Emily Dickinson was one of the greatest American poets of the 1800s. She is ranked as one of the finest poets of the century and is in the same class as Walt Whitman, Edgar Allan Poe and Ralph Waldo Emerson. Yet during her lifetime, only seven of her poems were published.
Most of the time Emily Dickinson wrote in secret. It wasn't until after she died that her sister found most of her work. It was then discovered that she had written over 1,700 poems. The first volume of her poetry was published four years after her death.
During her lifetime, Emily Dickinson saw only a few close friends in her family home in Amherst, Mass. Although she lived and wrote in seclusion, she gave universal significance to the most intimate experiences and feelings.
Scholars have several theories to explain the poet's withdrawal, but none really solves the mystery. Perhaps the best answer lies in the poems themselves. Her poetry indicates that before she could write about the world, she had to back away from it and contemplate it from a distance.
Most of Emily Dickinson's important poems concern the relationship between the inner self and the external world. Her poems were short and untitled. Usually they were written in four line stanzas.
Although the poet could write in a playful or witty style, her outlook was basically tragic. She recorded loneliness and anxiety without making these topics seem morbid.
Emily Dickinson analyzed emotions poetically and tried to define and expose particular states of mind.
Often she wrote with great force about the ominousness and unfeeling qualities of nature. She also expressed the soul's yearning for immortality and for communication with a remote and seemingly indifferent God.
The poet was born in Amherst on Dec. 10, 1830. She died in the same city on May 15, 1886.

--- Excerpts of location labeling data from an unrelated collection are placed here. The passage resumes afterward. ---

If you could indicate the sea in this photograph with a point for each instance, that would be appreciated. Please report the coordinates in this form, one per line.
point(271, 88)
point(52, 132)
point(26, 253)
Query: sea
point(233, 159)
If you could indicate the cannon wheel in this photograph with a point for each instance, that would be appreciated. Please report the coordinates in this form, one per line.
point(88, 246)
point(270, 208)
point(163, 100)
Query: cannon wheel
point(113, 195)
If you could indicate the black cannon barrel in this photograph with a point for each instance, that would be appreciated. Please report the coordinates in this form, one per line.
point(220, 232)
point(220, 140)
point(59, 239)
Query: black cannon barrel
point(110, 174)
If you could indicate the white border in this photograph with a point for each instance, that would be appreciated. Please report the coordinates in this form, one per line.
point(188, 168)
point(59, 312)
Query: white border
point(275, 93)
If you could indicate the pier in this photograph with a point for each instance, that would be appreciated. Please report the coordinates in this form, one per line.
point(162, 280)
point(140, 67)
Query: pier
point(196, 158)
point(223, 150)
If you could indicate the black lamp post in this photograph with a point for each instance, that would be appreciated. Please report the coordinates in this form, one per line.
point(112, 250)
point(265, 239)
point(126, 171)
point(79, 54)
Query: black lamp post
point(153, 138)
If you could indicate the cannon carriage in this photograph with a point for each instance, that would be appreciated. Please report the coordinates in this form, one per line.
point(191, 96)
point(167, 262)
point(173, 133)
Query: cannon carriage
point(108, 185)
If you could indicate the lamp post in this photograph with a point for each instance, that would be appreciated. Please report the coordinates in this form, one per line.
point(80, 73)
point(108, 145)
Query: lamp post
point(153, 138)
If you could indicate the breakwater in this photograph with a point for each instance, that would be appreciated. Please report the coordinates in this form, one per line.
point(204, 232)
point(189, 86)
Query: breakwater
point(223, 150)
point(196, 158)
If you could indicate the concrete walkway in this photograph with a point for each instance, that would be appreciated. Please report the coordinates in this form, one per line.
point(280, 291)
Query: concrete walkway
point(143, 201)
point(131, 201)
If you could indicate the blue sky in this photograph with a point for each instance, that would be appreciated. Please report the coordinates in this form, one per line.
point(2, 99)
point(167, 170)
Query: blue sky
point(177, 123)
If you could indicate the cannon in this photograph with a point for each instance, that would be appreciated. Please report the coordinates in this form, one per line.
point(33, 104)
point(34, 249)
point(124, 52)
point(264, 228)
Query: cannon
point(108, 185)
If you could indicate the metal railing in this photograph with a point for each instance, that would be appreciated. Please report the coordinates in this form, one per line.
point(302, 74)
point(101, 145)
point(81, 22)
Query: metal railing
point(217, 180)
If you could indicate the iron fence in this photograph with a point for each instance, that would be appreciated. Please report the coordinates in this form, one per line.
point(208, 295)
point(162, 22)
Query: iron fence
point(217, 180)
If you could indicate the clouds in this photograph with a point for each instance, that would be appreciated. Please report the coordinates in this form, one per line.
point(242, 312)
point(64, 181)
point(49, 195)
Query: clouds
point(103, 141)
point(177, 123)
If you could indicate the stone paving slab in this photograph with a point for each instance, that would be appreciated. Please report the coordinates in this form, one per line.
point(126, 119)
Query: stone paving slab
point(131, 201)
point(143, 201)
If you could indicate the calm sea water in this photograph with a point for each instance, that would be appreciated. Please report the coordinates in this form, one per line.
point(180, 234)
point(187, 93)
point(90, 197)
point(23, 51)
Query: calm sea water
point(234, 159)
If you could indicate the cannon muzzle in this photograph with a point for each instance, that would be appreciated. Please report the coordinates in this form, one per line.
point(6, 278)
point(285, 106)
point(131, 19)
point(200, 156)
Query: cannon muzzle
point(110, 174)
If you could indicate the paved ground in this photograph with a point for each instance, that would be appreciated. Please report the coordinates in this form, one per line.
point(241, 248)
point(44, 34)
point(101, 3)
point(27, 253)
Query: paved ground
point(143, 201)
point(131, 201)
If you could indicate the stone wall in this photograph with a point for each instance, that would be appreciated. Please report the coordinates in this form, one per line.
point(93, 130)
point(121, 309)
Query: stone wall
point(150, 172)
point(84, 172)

Poetry scholars say that no other woman, except perhaps the ancient Greek Sappho, wrote greater poetry than did Emily Dickinson.
The seven poems that were published when she was still alive appeared without her consent. That was typical of her. In her last 30 years she loved seclusion so much that she rarely went out of her house.
Her father was a lawyer and served two terms in Congress in Washington, D.C. For four years she went with her brother and sister to the district school in Amherst. Then she went to Amherst Academy and after that she attended Mt. Holyoke Female Seminary for one year.
Returning from a visit with her father in Washington, she stopped in Philadelphia to see some friends. After she reached her home in Amherst again, she turned to writing poetry.